A Mother's Agonising Journey to Diagnosis
The campaign follows the heart-breaking experience of former Little Mix singer Jesy Nelson, whose twin daughters, Ocean and Story, were diagnosed with type 1 spinal muscular atrophy (SMA) after a critical delay. The girls, born prematurely at 31 weeks in May 2025, gradually lost the use of their legs in their first few weeks of life. Jesy and her fiancé, musician Zion Foster, 27, were later told their daughters may never walk.

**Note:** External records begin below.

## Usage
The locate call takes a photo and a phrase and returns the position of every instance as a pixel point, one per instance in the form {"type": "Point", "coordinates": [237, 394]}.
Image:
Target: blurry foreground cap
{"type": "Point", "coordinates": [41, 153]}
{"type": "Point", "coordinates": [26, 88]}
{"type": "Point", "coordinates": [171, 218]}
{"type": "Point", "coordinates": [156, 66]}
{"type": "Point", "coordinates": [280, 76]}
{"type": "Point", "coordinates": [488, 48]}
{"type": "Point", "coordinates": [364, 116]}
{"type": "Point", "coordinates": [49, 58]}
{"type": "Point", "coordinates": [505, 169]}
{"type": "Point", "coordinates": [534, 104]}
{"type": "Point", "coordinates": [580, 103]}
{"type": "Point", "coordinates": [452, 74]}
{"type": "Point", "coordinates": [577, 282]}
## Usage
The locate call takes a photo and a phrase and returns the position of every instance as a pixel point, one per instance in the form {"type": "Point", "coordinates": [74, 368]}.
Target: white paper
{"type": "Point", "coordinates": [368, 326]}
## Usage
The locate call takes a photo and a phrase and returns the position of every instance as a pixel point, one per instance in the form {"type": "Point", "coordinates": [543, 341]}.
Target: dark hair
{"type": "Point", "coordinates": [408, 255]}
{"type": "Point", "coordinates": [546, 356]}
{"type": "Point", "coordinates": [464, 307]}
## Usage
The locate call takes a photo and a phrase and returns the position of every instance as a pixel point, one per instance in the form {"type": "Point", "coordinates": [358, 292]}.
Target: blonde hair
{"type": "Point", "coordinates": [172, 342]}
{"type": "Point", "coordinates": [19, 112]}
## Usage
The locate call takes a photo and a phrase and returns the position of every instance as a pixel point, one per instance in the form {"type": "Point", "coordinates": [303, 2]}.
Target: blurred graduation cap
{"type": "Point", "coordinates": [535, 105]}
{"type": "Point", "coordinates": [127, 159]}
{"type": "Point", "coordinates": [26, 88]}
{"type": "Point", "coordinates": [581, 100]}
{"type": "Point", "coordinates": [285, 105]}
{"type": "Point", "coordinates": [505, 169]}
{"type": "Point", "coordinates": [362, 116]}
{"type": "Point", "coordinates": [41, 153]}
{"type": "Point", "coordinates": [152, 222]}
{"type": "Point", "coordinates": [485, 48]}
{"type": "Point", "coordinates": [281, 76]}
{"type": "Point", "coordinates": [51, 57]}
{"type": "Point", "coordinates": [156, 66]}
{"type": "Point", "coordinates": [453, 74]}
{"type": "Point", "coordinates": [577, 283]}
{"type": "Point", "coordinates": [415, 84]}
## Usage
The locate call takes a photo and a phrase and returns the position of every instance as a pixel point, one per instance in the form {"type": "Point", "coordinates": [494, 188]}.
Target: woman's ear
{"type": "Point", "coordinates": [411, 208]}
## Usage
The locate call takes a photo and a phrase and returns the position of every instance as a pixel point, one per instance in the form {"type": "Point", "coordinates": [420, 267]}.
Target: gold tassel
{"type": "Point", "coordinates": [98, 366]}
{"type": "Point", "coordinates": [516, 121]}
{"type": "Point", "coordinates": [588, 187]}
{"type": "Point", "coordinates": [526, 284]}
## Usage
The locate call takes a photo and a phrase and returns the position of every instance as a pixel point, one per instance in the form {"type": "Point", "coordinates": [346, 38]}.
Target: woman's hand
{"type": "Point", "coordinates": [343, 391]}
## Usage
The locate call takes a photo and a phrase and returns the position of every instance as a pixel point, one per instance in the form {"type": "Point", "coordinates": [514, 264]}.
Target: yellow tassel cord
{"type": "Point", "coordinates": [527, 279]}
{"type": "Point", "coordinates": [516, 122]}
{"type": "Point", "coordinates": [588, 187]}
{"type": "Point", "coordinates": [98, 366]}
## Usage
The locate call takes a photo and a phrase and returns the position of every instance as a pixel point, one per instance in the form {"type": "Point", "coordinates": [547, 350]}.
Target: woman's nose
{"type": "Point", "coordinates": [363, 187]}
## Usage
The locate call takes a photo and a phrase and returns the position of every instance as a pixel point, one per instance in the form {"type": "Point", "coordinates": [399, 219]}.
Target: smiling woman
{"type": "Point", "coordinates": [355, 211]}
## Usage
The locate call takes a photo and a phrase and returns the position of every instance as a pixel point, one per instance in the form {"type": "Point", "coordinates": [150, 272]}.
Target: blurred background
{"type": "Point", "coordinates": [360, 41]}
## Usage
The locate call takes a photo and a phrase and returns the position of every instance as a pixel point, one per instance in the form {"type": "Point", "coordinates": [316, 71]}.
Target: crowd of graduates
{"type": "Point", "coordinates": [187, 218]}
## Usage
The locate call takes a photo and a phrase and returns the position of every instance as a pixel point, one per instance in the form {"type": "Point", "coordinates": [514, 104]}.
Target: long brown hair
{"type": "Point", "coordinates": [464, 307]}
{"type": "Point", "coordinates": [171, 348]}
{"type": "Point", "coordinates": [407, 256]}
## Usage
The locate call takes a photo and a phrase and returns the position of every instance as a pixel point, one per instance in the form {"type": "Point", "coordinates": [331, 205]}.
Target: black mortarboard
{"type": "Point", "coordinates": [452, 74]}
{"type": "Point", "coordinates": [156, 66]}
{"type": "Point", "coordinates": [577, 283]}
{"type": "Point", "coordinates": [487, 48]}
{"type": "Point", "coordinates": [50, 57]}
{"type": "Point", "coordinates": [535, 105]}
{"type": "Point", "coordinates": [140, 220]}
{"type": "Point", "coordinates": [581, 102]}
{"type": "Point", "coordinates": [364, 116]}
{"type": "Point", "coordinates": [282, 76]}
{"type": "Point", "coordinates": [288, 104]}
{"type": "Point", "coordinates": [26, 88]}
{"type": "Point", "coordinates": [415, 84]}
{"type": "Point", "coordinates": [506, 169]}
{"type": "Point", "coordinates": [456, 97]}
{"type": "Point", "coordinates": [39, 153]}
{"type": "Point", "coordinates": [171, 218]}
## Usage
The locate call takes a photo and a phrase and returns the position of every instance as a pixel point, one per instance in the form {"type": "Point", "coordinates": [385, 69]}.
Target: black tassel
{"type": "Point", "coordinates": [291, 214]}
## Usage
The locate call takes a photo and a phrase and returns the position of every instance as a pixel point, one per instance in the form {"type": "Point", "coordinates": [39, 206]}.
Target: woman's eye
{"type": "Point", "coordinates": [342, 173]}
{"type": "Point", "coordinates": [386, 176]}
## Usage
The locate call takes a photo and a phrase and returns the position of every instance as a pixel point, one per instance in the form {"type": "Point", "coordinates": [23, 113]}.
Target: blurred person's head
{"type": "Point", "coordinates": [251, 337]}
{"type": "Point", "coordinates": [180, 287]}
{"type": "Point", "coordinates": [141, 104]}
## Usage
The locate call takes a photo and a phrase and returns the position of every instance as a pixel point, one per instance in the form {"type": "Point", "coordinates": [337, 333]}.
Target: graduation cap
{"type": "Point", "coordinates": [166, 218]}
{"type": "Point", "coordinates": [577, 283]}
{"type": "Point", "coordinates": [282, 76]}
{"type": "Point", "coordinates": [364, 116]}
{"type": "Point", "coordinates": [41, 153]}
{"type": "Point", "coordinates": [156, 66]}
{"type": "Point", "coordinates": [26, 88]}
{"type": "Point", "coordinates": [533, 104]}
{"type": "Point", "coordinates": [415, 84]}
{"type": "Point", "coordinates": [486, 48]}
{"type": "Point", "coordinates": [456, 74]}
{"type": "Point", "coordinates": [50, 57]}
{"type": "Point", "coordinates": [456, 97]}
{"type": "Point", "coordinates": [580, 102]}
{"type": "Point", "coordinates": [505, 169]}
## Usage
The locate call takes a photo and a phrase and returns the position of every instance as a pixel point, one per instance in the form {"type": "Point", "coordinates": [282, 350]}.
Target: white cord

Jesy, from Romford in East London, described the anguish of knowing a treatment was available but could not be administered in time. "If these were the cards I was going to be dealt and there was nothing I could do, then it’s almost easier to accept," she said. "But when you know there is something that could be done and it is life-changing for your child, that’s the part I cannot accept."
The £5 Test That Could Change Lives
The Mirror is calling for the immediate introduction of a routine 'heel prick' test for SMA, costing just £5 per child. This quick and cheap screening, already standard in most other developed nations, could have allowed for immediate intervention for Jesy's twins. Gene therapy exists that can halt the progression of the devastating muscle-wasting disease, but only if administered swiftly after birth.
In a heartfelt message, Health Secretary Wes Streeting said: "I want to thank Jesy and the Mirror for shining a light on this horrendous condition and what can be done to pick it up. Jesy’s courage in speaking out about an unimaginably frightening situation is truly admirable." He confirmed that her advocacy has directly influenced government policy.
Government Action and National Screening
Mr Streeting announced that the UK National Screening Committee has recommended a large-scale study into newborn screening for SMA, with a call for research now live. As part of an NHS trial, hundreds of thousands of babies will now be screened for the condition.
"She has challenged us to go further on screening, and she’s absolutely right to do so," Streeting added. "We’re determined to do more for people affected by this disease. There are now more treatments available for spinal muscular atrophy than ever before, and we are seeing children with SMA now not just living and surviving but thriving."
The eight-month-old twins are now described by their mother as smiling and 'still happy'. Jesy has vowed to give them all her positive energy, stating she will try her best to be there for them every step of the way.